Pat is a longtime vegan and working father. We had plant for Pat a visual association activity to gain insights on how the subscriber feels about food and meal preparation. From Pat, we learned that routine is immensely important to keep life running smoothly for him, his wife, and their three-year-old son.
“After our son was born, I was like ‘oh my god, what do we do?’, because it was so chaotic. We were fine before our son was born, but now… we’re structured.”
One of the benefits of conducting these contextual inquiry interviews in participants’ homes of was that it made it much easier to learn about their lives and typical routines. Pat was able to show us his recipe books and meal planning artifacts that he and his wife use to keep themselves afloat as working parents trying to prepare healthy meals for themselves and their child.
We sat down with Margaret and did an “inspiration station” activity where she walked us through what meals she would prepare with a Lettuce delivery if there were no recipeas included. During our conversations, Margaret told us what her meal preparation used to look like:
“I used to go to the farmer’s market all the time. I used to plan meals for the week, look up all the recipes, write down the shopping list, go out and get what I needed… I used to do that all, but now I’m working in Lockhart. That’s an hour and a half of my day commuting every single weekday that I lost. How do I get that back?”

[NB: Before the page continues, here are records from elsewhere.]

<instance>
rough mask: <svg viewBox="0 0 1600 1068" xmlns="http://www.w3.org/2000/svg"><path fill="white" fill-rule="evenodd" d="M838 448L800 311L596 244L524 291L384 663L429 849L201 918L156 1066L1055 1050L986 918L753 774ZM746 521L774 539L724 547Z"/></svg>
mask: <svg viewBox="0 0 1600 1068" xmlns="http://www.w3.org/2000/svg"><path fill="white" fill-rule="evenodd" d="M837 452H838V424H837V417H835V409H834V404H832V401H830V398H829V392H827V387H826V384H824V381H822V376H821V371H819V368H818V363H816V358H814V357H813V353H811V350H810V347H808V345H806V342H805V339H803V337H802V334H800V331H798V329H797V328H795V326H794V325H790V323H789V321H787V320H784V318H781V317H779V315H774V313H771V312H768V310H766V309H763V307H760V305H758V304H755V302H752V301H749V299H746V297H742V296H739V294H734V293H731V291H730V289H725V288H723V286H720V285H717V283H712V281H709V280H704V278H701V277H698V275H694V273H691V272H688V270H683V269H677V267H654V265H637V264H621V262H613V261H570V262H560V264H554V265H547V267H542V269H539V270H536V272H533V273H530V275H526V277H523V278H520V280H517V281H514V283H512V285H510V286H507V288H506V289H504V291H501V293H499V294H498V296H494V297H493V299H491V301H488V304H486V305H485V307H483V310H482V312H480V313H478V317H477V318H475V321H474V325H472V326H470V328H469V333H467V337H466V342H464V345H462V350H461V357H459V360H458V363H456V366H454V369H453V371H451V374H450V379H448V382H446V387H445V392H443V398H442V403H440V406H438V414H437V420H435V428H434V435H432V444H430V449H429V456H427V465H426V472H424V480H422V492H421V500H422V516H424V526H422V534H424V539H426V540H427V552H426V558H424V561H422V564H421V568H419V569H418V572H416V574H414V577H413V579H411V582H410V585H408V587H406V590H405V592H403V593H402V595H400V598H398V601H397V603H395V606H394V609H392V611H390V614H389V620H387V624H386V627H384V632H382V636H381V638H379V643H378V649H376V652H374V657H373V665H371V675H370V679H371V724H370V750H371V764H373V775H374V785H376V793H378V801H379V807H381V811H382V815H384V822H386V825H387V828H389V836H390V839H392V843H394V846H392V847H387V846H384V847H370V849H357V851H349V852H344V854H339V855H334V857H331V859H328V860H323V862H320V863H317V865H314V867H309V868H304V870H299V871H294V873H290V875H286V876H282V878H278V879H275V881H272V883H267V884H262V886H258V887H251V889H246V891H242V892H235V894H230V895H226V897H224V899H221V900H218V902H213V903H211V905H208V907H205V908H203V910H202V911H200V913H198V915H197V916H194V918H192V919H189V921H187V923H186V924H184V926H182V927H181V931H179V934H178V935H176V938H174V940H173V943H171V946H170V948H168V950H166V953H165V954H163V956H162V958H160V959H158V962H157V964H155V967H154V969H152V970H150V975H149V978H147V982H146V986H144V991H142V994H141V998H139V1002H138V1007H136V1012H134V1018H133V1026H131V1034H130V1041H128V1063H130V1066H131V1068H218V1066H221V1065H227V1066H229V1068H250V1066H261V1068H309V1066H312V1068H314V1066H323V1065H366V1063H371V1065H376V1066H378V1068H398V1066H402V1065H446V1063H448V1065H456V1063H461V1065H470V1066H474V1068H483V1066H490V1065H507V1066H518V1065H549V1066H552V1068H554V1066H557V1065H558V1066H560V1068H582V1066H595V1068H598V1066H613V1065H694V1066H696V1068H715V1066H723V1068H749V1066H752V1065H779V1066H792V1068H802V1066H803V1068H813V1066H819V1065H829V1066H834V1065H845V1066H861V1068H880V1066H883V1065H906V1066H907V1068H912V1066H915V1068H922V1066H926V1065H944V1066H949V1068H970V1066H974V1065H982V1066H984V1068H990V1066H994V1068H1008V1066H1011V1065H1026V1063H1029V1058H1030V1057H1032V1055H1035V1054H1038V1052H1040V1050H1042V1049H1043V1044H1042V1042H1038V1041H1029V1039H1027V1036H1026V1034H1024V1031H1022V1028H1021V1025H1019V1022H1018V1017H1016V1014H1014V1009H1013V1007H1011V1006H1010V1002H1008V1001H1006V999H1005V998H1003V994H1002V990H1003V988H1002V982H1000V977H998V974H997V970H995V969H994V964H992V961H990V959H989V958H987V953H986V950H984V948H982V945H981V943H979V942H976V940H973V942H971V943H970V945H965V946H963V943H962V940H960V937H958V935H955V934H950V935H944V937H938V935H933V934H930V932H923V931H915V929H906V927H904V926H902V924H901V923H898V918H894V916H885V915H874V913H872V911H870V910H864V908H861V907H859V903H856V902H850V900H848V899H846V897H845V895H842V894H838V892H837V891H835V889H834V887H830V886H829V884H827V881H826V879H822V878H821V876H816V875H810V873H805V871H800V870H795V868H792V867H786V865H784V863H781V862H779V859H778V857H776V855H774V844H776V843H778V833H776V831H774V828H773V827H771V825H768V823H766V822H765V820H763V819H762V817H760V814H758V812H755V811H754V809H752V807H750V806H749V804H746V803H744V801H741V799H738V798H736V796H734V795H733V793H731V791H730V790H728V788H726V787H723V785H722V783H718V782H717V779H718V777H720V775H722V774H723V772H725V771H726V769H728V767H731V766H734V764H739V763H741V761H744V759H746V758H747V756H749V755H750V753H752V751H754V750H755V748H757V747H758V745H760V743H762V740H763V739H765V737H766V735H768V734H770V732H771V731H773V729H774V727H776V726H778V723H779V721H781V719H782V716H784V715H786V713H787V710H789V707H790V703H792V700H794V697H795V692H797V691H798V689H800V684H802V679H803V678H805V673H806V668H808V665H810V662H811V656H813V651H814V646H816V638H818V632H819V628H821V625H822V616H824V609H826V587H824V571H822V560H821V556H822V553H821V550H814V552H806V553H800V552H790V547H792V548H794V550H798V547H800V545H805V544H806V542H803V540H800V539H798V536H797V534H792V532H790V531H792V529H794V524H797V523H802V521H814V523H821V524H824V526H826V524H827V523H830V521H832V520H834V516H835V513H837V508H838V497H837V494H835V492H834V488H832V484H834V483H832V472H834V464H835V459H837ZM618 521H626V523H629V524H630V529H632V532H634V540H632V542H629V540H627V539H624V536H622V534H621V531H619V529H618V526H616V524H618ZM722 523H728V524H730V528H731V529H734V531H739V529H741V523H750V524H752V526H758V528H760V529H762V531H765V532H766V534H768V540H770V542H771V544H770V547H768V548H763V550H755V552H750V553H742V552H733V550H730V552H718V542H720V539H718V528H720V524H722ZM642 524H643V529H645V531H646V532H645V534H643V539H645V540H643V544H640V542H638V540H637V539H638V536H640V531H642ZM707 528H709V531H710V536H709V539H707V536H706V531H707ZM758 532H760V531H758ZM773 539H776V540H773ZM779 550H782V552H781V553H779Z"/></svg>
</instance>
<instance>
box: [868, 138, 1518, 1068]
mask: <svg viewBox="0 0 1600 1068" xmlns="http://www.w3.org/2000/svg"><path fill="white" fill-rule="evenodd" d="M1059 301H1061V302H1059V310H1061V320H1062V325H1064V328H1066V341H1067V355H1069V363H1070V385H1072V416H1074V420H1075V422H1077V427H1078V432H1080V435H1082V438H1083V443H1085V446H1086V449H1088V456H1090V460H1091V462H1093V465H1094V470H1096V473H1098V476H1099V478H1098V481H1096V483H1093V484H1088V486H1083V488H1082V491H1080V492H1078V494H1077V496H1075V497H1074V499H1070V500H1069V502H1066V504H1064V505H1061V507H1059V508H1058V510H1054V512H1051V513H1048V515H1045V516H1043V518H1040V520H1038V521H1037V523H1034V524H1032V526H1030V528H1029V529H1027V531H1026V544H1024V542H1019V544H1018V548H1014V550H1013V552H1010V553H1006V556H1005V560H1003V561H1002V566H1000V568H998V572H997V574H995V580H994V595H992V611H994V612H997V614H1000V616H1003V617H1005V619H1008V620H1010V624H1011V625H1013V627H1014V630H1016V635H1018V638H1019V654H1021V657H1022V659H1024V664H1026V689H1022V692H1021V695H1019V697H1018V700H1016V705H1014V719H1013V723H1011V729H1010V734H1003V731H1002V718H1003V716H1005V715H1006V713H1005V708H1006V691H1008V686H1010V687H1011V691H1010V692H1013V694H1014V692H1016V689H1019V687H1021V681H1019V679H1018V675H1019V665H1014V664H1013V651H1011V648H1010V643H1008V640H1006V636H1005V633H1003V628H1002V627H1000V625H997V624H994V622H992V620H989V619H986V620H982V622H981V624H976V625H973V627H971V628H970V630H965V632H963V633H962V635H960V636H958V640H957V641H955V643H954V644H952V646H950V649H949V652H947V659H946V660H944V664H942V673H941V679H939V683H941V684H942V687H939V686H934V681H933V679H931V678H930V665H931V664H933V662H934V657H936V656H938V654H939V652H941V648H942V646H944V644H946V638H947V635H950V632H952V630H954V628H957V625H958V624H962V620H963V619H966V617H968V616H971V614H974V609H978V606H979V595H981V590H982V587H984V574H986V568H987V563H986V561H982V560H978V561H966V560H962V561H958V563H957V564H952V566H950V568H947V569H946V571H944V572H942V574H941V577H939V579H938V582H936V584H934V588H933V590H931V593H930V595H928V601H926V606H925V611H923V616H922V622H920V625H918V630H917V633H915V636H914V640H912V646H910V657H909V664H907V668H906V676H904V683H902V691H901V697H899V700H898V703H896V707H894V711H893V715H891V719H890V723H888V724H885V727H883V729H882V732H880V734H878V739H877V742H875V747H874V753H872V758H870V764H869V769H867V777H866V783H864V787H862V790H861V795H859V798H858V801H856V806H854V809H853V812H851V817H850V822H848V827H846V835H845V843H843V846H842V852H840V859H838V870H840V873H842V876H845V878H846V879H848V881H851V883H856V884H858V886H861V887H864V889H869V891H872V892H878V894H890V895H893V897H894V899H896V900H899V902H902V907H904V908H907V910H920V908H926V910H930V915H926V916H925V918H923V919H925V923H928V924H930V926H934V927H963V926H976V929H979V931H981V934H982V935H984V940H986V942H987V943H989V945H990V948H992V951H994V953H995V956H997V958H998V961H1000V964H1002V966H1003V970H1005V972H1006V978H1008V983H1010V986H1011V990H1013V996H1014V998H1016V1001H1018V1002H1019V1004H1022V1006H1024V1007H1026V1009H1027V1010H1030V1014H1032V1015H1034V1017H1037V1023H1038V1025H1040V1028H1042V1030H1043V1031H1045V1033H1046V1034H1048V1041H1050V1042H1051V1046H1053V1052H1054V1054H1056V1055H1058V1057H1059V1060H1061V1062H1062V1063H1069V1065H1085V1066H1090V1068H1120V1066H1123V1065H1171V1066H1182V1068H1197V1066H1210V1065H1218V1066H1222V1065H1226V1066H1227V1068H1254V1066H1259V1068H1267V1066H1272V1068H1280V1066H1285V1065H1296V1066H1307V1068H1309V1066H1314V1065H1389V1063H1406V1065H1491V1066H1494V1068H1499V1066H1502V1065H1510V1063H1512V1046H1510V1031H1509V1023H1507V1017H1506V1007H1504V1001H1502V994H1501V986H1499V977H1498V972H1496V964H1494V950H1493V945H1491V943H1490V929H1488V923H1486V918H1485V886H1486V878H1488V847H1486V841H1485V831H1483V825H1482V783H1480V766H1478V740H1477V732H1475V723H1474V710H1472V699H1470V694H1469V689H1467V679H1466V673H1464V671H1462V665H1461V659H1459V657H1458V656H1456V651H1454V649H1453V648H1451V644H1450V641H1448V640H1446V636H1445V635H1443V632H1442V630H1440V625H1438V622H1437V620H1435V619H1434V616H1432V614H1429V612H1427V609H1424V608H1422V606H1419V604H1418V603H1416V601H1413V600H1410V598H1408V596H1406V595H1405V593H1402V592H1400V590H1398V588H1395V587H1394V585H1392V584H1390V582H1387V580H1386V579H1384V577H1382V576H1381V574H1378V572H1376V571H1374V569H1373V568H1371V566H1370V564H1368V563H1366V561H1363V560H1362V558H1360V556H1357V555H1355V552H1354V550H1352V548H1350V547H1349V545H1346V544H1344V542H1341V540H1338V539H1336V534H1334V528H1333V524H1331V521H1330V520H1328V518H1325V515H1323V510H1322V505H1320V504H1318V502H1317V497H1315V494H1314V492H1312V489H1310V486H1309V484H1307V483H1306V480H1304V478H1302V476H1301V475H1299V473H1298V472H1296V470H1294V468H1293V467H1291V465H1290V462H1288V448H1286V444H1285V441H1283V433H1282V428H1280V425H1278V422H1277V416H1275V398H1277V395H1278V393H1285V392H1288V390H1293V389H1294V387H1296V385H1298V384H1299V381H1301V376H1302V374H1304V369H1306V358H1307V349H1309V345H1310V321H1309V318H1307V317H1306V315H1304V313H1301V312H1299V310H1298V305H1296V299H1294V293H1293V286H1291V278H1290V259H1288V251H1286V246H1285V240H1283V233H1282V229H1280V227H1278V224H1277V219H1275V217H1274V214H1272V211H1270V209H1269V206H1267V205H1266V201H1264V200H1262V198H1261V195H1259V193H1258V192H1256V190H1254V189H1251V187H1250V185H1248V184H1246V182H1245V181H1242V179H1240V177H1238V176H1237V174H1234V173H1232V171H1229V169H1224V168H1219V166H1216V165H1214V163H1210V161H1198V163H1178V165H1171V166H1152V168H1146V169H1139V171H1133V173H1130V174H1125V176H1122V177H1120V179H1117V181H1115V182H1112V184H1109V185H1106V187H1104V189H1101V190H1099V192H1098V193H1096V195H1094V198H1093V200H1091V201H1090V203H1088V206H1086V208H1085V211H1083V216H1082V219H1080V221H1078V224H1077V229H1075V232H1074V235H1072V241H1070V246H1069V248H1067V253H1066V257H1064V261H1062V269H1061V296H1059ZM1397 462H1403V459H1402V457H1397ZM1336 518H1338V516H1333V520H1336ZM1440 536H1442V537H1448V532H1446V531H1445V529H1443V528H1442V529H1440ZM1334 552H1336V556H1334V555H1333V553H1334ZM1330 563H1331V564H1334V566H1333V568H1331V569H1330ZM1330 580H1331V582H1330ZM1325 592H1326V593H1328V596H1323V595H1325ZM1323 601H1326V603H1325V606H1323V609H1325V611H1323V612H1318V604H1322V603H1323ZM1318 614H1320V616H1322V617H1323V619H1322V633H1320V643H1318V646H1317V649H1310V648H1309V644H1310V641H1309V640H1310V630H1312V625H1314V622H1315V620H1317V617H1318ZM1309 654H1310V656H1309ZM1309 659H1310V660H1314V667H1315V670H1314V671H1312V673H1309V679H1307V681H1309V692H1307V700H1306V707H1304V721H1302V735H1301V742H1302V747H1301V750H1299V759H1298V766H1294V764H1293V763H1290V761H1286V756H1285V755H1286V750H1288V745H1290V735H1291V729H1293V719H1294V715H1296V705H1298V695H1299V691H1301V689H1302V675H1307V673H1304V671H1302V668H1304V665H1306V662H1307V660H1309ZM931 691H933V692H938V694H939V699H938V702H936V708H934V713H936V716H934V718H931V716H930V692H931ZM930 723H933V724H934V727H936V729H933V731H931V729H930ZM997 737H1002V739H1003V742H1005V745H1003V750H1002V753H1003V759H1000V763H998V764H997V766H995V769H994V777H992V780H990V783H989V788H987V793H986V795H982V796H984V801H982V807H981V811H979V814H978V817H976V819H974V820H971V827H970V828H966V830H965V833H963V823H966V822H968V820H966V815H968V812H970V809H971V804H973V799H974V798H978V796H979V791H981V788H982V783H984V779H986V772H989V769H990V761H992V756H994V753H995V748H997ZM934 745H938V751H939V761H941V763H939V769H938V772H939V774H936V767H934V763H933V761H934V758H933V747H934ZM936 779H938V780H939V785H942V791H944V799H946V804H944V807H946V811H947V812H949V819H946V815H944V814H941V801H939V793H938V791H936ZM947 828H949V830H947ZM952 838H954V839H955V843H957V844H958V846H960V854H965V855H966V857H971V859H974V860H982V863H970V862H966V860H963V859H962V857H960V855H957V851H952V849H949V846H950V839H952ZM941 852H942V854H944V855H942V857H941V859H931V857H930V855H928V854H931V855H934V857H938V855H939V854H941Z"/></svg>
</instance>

Margaret’s recent lifestyle change and new commute to Lockhart was what motivated her to become a new subscriber to the Lettuce meal delivery service. When she found out that there was a service that “#1 would do the planning for me and #2 would do the legwork for me?” She was hooked.
Valerie shared that the Lettuce plan that she is on is honestly too much food for her family. Her husband is more of a ‘meat and potatoes’ type of person and her teenage daughter prefers to heat up frozen “less healthy” foods, so Valerie shares some of her weekly Lettuce delivery with her neighbors. While Valerie would like to take advantage of the composting service that Lettuce offers, with her daughter’s frozen food taking up space in the freezer, it doesn’t leave mushroom to fit her own compost bin.
“They went above and beyond with the compost piece. Even though we don’t participate in it, that really impressed me and told me that these guys are for real.”
Since Valerie isn’t participating in the composting service and she has to coordinate with neighbors to make the deliveries work for her, we wondered what keeps Valerie around as a loyal Lettuce subscriber? What opportunity areas might exist to make the service work better for her needs?
These are exactly the sort of questions that we’ll be tackling next. Our team has been transcribing the audio and compiling the photos from olive our interviews because next, we will transition to the process of synthesis. Synthesis will allow us to identify patterns and themes from across our research with the goal of discerning opportunity areas for Lettuce. More on that later, loyal AC4D blog readers… until next thyme!